Suboptimal management of glycaemia and cardiovascular risk factors among individuals with diabetes has been reported widely.26 Similar concerns have been raised regarding the quality of care provided for diabetic patients in Oman.22,27–29 Based on local evidence, strengthening patient education and self-management, training health workers in the primary care setting on behavioural change and redesigning delivery of care systems at the local level have been identified as key factors to improving quality of care.24,30 In addition, promoting more aggressive diabetes management may decrease the incidence of CVD.31–35
The strength of the current study lies in the utilisation of three population-based national surveys with similar methodologies to estimate the 10-year CVD risk among Omanis with diabetes. However, some uncertainty exists regarding the reported age of participants. All studied cohorts were born before or around 1968 when the entire country had only one hospital. At this time, birth registration was not a statutory requirement; even during the 1970s and 1980s, there was no emphasis on registering events such as deaths or births.36 It is possible, therefore, that the selected sample of adults does not include all those who were eligible for inclusion in this study due to inaccurate reporting among older adults.

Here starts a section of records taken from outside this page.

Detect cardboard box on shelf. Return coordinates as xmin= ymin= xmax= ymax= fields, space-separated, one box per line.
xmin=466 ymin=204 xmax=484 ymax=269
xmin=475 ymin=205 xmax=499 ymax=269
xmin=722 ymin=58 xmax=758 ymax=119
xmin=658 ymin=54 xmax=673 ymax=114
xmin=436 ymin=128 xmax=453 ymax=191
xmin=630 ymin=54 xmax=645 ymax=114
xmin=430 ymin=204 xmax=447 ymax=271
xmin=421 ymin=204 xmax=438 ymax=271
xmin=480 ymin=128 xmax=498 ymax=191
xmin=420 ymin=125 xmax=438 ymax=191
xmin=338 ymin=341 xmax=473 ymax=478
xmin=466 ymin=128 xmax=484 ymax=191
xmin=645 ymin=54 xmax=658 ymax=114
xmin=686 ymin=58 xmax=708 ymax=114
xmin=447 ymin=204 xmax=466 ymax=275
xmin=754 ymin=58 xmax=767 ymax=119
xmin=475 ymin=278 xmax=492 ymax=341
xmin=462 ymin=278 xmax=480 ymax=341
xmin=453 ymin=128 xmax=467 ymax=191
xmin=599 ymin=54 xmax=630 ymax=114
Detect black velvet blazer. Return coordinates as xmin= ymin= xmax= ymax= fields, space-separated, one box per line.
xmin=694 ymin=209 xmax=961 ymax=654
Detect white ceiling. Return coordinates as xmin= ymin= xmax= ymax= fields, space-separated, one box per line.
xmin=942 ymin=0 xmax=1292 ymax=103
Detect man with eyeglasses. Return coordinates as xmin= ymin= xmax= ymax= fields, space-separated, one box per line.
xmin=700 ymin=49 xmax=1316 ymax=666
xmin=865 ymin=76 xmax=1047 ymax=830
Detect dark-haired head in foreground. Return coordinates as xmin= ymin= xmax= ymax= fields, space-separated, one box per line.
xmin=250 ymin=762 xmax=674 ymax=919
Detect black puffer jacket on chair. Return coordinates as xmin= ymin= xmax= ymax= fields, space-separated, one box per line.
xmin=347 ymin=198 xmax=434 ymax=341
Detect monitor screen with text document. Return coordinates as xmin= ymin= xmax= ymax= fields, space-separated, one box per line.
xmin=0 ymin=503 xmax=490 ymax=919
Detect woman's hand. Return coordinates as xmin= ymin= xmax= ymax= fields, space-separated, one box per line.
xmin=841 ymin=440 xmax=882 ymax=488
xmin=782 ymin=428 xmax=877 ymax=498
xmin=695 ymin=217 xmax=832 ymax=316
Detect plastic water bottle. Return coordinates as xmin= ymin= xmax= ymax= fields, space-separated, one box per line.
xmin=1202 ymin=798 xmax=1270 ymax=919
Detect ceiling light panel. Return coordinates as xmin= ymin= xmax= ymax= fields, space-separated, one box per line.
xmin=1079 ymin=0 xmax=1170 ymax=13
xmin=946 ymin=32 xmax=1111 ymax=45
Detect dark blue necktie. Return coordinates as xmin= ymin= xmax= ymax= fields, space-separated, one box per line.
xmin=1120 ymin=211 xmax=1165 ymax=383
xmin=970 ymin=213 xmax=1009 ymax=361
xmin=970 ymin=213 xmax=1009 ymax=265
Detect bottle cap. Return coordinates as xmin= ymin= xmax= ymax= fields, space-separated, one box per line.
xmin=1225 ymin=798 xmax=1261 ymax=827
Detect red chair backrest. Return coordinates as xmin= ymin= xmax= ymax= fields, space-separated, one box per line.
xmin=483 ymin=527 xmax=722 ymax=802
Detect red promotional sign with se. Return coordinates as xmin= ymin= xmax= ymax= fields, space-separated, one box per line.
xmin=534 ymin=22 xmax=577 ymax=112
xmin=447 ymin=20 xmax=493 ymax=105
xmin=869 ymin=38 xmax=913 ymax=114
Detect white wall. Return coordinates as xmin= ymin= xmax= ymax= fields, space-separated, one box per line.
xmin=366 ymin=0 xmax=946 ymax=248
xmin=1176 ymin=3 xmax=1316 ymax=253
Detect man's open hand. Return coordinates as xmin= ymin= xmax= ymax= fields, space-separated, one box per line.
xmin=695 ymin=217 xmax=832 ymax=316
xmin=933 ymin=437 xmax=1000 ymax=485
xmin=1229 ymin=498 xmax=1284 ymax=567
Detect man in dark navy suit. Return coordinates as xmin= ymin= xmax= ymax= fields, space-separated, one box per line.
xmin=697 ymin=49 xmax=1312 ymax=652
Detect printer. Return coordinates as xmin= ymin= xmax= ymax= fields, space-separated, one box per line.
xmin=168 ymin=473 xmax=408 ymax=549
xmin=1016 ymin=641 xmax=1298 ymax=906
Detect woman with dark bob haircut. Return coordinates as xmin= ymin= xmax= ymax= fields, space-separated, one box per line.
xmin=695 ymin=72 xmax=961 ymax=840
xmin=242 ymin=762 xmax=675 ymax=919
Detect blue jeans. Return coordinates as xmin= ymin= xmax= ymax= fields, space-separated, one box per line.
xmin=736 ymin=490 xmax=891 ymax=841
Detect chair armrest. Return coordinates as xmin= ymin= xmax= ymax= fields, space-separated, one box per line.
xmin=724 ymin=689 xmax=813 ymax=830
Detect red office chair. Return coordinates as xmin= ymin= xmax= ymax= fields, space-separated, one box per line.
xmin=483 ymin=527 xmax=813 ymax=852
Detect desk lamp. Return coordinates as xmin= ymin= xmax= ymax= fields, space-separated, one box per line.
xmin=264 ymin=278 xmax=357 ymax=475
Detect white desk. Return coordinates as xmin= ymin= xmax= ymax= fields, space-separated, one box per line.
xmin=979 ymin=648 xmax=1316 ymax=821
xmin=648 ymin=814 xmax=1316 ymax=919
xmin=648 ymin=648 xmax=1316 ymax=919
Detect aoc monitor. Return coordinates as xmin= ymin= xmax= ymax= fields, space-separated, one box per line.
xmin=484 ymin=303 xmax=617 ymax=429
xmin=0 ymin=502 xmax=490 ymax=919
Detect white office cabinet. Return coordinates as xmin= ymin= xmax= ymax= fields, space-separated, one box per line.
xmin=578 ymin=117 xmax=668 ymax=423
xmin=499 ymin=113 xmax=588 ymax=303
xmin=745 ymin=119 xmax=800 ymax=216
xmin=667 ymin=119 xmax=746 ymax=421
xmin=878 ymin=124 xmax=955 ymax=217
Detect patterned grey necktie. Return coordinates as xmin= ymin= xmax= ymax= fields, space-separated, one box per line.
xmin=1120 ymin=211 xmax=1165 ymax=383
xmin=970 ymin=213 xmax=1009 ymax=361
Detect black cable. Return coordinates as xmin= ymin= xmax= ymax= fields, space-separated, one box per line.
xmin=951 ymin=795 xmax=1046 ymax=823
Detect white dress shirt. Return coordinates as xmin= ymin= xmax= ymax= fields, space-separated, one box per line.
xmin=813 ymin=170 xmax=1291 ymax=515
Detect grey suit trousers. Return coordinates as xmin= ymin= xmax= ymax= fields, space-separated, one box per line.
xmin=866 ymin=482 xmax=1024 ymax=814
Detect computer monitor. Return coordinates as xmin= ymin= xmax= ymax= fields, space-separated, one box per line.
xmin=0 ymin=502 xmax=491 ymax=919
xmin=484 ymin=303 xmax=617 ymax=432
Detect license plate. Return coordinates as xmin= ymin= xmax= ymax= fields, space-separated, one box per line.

This may therefore have diluted the real mean estimates of the 10-year CVD risk. A second source of bias may have been introduced with missing variables, particularly with data obtained from the 2008 survey, as approximately 700 blood samples were not obtained. This missing data may indicate that certain subjects were excluded (for example, diabetic subjects who did not attend a scheduled blood test), thereby further diluting the measured effect on CVD trends. In addition, CVD-free status was self-reported by participants and not objectively verified. Given that illness-denial is not uncommon among survey subjects,37 this may have resulted in an overestimation of the 10-year CVD risk. A further limitation of this study was that two of the tools used to estimate 10-year CVD risk (SCORE and DECODE) were developed for European patients who are likely to differ from an Arab population in the Middle East. A study by Coleman et al. determined that these tools were not reliable across all patient populations.38 This factor may have biased risk estimates. Finally, the SCORE risk tool did not include any variable on glucose status as diabetes is often regarded as a coronary heart disease risk equivalent.39 Nonetheless, this tool was used in the current study to evaluate CVD risk in people with diabetes.
Conclusion
The increasing incidence of diabetes and associated risk factors for CVD is a serious public health concern in Oman. Using risk prediction tools, this study found an increasing trend in the 10-year CVD risk among both men and women with diabetes in Oman between 1991–2008. Focused community-based public health action based on recognised interventions to address behavioural risks for CVD should be a priority. Improving the quality of care, both at the individual and health system level, requires extra clinical emphasis in addition to personnel and financial resources. Further research on population- and individual-based interventions should be undertaken to guide specific public health actions to minimise the CVD risk among diabetic patients in Oman.
Acknowledgments
The authors thank the Department of Research & Studies, Ministry of Health, Oman, for sharing the dataset of the 2008 Oman World Health Survey. Additionally, the authors would also like to thank the Nizwa Healthy Lifestyle Project team for sharing selected results from their 2010 survey. The views expressed in this paper are those of the authors and do not necessarily reflect those of the WHO.
Footnotes
CONFLICT OF INTEREST
The authors declare no conflicts of interest.